Thieves are jumping on slow moving trains and prising open shipping containers to plunder Amazon packages in a spate of modern day train robberies that underscore a crime wave in Los Angeles.
Cargo trains carrying packages from Amazon and other deliveries have been repeatedly raided on a large scale near the city’s downtown.
Remains of thousands of boxes and packages have been left strewn alongside the tracks after criminals jumped on to trains and forced open containers.
The sea of debris left behind included items they apparently did not think were valuable enough to take, including coronavirus home testing kits.
Keep hearing of train burglaries in LA on the scanner so went to #LincolnHeights to see it all.

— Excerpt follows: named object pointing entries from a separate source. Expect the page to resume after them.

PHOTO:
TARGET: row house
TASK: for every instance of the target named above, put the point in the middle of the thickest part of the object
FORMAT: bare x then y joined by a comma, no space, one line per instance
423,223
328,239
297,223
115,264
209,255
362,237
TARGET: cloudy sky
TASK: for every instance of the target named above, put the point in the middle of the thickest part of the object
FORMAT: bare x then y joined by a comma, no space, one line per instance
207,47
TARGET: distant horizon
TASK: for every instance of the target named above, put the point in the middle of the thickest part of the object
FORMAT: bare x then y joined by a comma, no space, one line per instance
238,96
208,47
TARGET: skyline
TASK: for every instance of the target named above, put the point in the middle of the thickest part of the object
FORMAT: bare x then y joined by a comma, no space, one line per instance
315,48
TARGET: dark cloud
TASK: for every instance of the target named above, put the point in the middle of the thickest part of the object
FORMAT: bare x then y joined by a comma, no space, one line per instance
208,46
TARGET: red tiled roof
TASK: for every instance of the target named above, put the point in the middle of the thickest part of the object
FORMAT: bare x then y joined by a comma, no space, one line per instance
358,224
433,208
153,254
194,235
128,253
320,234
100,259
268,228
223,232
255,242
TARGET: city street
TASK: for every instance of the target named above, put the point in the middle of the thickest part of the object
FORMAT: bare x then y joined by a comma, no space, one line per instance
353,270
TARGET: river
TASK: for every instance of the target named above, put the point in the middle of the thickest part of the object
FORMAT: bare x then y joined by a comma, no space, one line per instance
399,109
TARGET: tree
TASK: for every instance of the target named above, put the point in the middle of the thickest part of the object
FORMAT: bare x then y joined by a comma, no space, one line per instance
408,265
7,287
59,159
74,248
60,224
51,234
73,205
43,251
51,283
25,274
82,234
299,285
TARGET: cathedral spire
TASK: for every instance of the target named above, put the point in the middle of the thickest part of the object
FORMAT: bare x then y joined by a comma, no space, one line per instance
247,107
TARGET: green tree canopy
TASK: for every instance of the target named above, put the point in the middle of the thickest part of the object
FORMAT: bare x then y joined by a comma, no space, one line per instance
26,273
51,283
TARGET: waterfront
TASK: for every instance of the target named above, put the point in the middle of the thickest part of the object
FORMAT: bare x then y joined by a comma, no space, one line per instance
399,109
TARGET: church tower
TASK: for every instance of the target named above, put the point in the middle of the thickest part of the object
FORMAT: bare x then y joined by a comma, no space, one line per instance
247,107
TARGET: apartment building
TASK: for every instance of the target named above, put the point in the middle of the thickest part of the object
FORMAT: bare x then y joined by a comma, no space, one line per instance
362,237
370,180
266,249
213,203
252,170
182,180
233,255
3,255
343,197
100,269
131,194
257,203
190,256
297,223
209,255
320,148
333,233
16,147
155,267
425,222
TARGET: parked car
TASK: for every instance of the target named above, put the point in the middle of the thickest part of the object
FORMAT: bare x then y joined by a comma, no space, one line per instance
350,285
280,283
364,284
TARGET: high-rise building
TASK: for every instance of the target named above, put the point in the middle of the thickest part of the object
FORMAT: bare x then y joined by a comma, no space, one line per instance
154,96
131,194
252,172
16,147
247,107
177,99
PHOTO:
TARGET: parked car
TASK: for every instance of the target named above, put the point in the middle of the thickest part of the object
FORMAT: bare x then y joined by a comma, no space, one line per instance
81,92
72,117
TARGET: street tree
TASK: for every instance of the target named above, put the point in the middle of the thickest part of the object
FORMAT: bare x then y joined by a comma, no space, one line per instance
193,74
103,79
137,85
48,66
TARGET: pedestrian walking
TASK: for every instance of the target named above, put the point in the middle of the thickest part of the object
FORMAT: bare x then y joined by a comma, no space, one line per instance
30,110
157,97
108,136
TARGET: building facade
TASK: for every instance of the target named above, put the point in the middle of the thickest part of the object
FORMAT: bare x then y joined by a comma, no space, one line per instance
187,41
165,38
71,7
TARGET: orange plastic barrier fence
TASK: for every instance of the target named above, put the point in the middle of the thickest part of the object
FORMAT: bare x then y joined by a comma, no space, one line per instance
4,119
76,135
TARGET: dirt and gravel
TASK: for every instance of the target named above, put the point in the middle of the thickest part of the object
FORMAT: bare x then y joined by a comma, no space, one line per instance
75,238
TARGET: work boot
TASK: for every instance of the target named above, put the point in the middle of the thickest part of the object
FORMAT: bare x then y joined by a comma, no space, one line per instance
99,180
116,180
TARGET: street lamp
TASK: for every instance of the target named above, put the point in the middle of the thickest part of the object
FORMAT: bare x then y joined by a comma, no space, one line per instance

And… there’s looted packages as far as the eye can see. Amazon packages, @UPS boxes, unused Covid tests, fishing lures, epi pens. Cargo containers left busted open on trains. @CBSLA pic.twitter.com/JvNF4UVy2K
— John Schreiber (@johnschreiber) January 13, 2022
It followed a series of recent high-profile smash-and-grab raids in Los Angeles, in which mobs rushed into upmarket stores and ran off with expensive items.
Following the train looting remnants of packaging showed items had been stolen that were being delivered to customers all over America.
Local TV crews filmed one train robber running off with a package, a police officer chasing two other suspects, and another person carrying bolt cutters.
Passing trains carried containers with doors that had already been broken open, with packages tumbling out.
Union Pacific, the railroad company, had cleared away the shredded packaging from one stretch of track a month ago, but by this week it once again stretched away into the distance.
In a statement Union Pacific, which operates its own police force to guard the track, said it was concerned about the increase in cargo thefts and had beefed up security.
It said: “We have increased the number of Union Pacific special agents on patrol, and we have utilised and explored additional technologies to help us combat this criminal activity.”
Much of the crime has taken place along sections of the railroad which have growing homeless encampments next to the track.
In November there were raids on trains that were stationary due to a backlog moving cargo from the Port of Los Angeles, which is America’s busiest port.
Thieves have recently been targeting trains as they move slowly approaching downtown, jumping on and breaking in.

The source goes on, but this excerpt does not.